YAML files to Google BigQuery. What should my architecture on Google Cloud Platform be?

This question concerns what should be an appropriate architecture on Google Cloud Platform for my particular use case.

I have a bunch of .yaml files that I would like to run SQL queries on using Google Cloud Platform's products. The combined size of these files would not be more than 30MB and each file would be on average about 50KB. New files would also not be added very frequently - about 2-3 times a year.

I was thinking I could design an architecture where all these files are saved on Cloud Storage, I run a Dataflow pipeline/Cloud Functions to convert these .yaml files to .json and then import them into BigQuery to run SQL queries.

What seems to be an appropriate approach?
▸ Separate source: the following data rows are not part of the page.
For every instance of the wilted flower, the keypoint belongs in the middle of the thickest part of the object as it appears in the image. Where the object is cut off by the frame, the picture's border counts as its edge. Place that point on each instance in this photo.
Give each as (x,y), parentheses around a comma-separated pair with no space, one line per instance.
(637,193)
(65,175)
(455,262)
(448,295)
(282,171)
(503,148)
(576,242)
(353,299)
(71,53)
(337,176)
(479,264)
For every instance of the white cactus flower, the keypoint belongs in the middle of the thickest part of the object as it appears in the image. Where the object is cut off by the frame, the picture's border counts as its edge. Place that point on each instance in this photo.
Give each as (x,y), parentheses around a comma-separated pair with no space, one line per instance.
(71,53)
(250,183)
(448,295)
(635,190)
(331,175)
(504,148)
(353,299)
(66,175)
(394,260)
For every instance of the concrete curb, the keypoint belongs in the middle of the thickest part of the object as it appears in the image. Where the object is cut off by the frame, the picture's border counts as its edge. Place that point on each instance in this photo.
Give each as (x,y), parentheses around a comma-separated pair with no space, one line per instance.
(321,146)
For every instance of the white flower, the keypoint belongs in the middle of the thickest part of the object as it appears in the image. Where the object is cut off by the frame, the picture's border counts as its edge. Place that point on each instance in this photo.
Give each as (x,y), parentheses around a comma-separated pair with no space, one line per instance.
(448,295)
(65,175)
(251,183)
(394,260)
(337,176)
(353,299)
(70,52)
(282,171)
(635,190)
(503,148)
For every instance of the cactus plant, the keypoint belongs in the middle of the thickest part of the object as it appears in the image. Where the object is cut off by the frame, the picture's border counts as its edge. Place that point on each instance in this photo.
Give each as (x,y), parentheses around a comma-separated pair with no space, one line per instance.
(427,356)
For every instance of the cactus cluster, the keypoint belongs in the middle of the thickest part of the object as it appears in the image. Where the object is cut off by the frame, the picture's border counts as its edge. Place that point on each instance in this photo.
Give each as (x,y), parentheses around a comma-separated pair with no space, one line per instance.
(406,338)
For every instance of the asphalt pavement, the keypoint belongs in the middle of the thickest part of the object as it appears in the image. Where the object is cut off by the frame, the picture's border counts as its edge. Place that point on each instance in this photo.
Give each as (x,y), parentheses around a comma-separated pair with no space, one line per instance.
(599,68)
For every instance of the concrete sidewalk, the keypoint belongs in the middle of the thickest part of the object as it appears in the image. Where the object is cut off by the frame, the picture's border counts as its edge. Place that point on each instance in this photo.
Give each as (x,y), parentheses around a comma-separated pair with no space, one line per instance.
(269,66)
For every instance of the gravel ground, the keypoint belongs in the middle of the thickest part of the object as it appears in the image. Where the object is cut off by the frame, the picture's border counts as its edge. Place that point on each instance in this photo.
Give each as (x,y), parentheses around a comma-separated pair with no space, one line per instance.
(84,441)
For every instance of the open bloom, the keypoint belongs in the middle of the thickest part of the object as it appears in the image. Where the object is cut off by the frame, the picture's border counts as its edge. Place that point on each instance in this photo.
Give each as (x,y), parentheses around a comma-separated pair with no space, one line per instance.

Using Dataflow or Cloud Functions for pre-processing or something else entirely?

I am also comfortable with Python so would be looking for a solution that incorporates that. For example Dataflow has a Python SDK.

Upvotes: 0

Answers (2)

Graham Polley

Reputation: 14781

BigQuery probably isn't the right tool for this. Also, using a VM is a bit of work and will be expensive too. You'll also need to maintain that VM.

Here's an approach using Cloud Functions. I'm going to assume you don't have to use SQL and can simply load the file(s) contents into memory and simply do basic string searching. The code is a little crude and cobbled together from other answers on SO, but it should be enough to get you going.

Create a Cloud Function (example uses Node, but could be Python too) to listen to your bucket and set the memory to an appropriate size e.g 256MB. That's because we'll be reading the contents into memory. Also, bump up the max execution time from the default of 60s.

Deploy it.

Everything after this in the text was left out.